“You were my everything, thoughts of a wedding ring, now I’m just better off dead.” Chances are if you handed this lyric to someone ten years ago and asked them to guess what genre of music it was from, Hip Hop would be right at the bottom of the list. In fact, the depressing triplet from Juice WRLD’s breakout single ‘Lucid Dreams’ bares far more similarity to the My Chemical Romances and Bring Me the Horizons of the 2000s than it does to than it does to the 50 cents and Lil Waynes, despite being classified in the same genre as the latters. Skip forward to 2018 however, and lines such as these are rife, which begs the question; when, and why, did rap become so emo?
Whilst it’s true that most major artists have always had at least one or two sensitive songs (think ‘21 questions’ for 50 or ‘I Feel Like Dying’ for Wayne), they were never the main focus of major artists’ repertoires and never truly dived into the realm of mental health, addiction and suicidal thoughts in the same way they do today, with the obvious exception of Eminem. One reason for this could be the shift that has happened in the relationship between artists and drugs, as it feels like the generic rapper has transgressed from selling narcotics to using them, and the overwhelming drug abuse among the community has led to dependency, mental health issues and overdoses, all of which is obvious when listening to the current hits. This serves as a heavy contrast to the rap of previous generations, where drug anthems have traditionally focussed on dealing and the money being made from dealing, for example “I ain’t on no funny shit I’m on some get this money shit, Every four days in PA I move another brick,” whereas we are currently witnessing artists rapping about the dark effects drugs have on their lives and the way addiction means they have to constantly get high to function, for example; “Lately I’ve been panicking a lot, Feeling like I’m stranded in a mob, Scrambling for Xanax out the canister to pop”, which is obviously a far less glamorous portrayal of drugs than the previous example. It seems almost impossible to listen to a song these days without hearing similar lines about xanax, lean or other prescription drugs, and the deaths of Lil Peep and Mac Miller this year demonstrate the huge effect they are having on the industry, and therefore makes sense that they are having an equally large effect on the type of music being made. In a similar vein, rappers often talk about friends and family they have lost to drugs, and this, coupled with the tragic deaths of artists such as Miller and Peep may explain why many feel less comfortable glamourising addiction, and therefore why their music sounds more emo as a result.

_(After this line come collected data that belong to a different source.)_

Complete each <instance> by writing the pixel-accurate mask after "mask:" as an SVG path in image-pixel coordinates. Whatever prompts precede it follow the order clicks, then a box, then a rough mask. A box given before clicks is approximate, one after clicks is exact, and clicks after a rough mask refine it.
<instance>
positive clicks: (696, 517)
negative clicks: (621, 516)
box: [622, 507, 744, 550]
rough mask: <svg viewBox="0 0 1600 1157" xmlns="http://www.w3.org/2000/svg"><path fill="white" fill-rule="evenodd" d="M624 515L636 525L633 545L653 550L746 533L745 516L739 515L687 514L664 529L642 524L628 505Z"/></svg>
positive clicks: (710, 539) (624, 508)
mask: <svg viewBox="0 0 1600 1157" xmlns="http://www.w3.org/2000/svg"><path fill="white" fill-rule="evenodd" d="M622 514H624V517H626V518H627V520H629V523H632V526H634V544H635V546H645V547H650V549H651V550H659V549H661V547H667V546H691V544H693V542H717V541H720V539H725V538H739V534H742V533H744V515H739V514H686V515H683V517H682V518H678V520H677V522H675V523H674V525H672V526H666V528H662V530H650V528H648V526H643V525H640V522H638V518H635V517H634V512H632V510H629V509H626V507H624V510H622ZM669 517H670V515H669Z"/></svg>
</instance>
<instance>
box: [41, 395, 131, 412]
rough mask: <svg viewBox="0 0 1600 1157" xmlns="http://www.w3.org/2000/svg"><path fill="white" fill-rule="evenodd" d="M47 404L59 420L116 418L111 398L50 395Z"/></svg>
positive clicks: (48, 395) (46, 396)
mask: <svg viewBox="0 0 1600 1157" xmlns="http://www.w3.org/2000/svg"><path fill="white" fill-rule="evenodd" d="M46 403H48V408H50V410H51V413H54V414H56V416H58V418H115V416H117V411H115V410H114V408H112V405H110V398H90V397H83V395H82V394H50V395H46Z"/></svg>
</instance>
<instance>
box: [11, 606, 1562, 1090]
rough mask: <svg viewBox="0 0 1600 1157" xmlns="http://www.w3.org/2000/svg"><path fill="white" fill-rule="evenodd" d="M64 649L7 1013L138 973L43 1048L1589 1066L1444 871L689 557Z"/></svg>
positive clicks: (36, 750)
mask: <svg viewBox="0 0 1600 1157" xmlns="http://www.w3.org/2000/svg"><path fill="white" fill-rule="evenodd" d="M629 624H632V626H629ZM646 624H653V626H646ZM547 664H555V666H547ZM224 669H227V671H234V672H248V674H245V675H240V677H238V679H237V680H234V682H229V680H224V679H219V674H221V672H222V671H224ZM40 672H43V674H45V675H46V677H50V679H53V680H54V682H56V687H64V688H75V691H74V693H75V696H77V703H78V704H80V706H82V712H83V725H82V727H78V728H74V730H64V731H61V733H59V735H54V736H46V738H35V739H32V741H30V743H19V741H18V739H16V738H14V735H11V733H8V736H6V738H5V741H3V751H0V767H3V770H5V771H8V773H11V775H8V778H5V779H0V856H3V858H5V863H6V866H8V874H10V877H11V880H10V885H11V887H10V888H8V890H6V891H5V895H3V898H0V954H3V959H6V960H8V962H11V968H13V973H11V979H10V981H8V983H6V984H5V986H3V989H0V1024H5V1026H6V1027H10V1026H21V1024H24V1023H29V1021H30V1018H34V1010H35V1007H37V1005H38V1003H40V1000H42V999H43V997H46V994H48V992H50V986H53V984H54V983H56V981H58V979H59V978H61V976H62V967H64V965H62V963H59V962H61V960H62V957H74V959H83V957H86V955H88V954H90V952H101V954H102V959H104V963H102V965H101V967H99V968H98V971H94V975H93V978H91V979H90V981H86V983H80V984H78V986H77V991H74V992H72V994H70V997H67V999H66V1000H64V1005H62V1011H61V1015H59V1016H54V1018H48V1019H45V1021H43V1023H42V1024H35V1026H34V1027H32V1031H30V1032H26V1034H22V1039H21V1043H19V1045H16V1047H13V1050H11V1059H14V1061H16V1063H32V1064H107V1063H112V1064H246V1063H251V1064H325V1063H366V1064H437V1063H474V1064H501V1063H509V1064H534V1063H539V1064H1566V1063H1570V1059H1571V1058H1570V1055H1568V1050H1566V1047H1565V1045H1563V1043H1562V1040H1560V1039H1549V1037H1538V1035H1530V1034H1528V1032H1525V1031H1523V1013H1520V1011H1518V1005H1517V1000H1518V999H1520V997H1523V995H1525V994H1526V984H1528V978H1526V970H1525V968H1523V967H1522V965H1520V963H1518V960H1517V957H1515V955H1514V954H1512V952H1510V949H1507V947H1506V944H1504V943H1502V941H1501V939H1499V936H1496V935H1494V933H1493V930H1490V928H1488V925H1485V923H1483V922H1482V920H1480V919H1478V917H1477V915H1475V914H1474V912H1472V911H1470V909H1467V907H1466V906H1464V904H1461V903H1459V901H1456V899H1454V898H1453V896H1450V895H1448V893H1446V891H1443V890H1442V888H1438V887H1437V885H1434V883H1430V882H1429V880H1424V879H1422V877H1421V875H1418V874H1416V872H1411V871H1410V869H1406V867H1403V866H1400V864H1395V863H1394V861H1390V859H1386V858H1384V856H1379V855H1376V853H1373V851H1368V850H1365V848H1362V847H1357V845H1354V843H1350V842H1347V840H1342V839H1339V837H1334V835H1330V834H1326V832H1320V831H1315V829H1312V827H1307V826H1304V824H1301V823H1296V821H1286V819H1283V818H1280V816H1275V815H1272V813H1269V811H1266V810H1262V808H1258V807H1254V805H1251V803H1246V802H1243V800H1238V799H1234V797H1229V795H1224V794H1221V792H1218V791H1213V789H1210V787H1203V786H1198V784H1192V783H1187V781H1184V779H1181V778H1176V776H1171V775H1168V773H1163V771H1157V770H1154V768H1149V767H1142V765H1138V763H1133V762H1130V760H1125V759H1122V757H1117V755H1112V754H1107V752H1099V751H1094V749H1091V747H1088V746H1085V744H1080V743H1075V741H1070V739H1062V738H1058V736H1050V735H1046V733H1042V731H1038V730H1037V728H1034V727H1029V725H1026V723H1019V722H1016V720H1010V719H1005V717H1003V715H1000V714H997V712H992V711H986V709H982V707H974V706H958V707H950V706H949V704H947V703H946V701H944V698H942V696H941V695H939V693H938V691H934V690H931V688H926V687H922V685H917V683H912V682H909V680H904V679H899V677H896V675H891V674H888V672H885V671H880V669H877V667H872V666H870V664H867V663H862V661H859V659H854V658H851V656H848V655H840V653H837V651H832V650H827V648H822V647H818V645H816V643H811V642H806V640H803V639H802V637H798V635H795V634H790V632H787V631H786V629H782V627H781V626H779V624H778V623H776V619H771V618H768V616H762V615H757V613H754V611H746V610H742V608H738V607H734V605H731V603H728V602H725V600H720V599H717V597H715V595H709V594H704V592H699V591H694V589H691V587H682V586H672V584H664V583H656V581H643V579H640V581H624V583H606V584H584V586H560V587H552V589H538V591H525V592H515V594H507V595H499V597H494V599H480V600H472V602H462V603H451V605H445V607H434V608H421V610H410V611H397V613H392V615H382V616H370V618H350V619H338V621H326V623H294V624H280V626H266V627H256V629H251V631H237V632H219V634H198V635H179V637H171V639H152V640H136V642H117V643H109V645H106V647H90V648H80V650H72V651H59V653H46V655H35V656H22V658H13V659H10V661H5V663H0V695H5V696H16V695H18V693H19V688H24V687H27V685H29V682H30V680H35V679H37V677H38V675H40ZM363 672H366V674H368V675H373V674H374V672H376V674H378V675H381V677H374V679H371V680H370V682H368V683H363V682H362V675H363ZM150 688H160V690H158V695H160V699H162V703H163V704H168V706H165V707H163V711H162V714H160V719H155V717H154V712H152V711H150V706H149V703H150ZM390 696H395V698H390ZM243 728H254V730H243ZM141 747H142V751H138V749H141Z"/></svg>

However, many may argue that it’s only the underground ‘soundcloud rappers’ who have been riding this wave, but this is far from the truth, and some of hip hop’s biggest artists have taken the plunge into soul searching. Jay Z for example, recently centred a whole album around an open apology/ love letter to his wife and daughters for his infidelity and immaturity as a husband and father, let the contradiction of that settle in for a second. The same man who famously stated ‘I got 99 problems but a bitch ain’t one’, is now rapping ‘So I apologize, I seen the innocence leave your eyes… I apologize to all the women whom I toyed with your emotions, cause I was emotionless’, which is undeniably emo. What makes this even more interesting is that Jay Z stated that this is “one of the best songs I’ve ever written” which demonstrates that although they have not typically been associated with hip hop, the market for such songs has allowed artists to create completely different pieces of work than in previous generations, when all people wanted to hear were turn up songs.
Whilst the word itself is in contrast with stereotypical hip hop, with ‘emo rap’ being a undeniable oxymoron, the rise of vulnerability and emotions within the genre cannot be ignored. Despite the negative connotations of the word however, this is not necessarily a bad thing, and as shown by both the rise of new artists like Juice WRLD, and the change in material explored by the likes of older artists like Jay Z, this has given birth to a refreshingly new energy in a music genre that for so long had stuck to the same overused key themes. Which is lucky, as it doesn’t look like it’s going away anytime soon.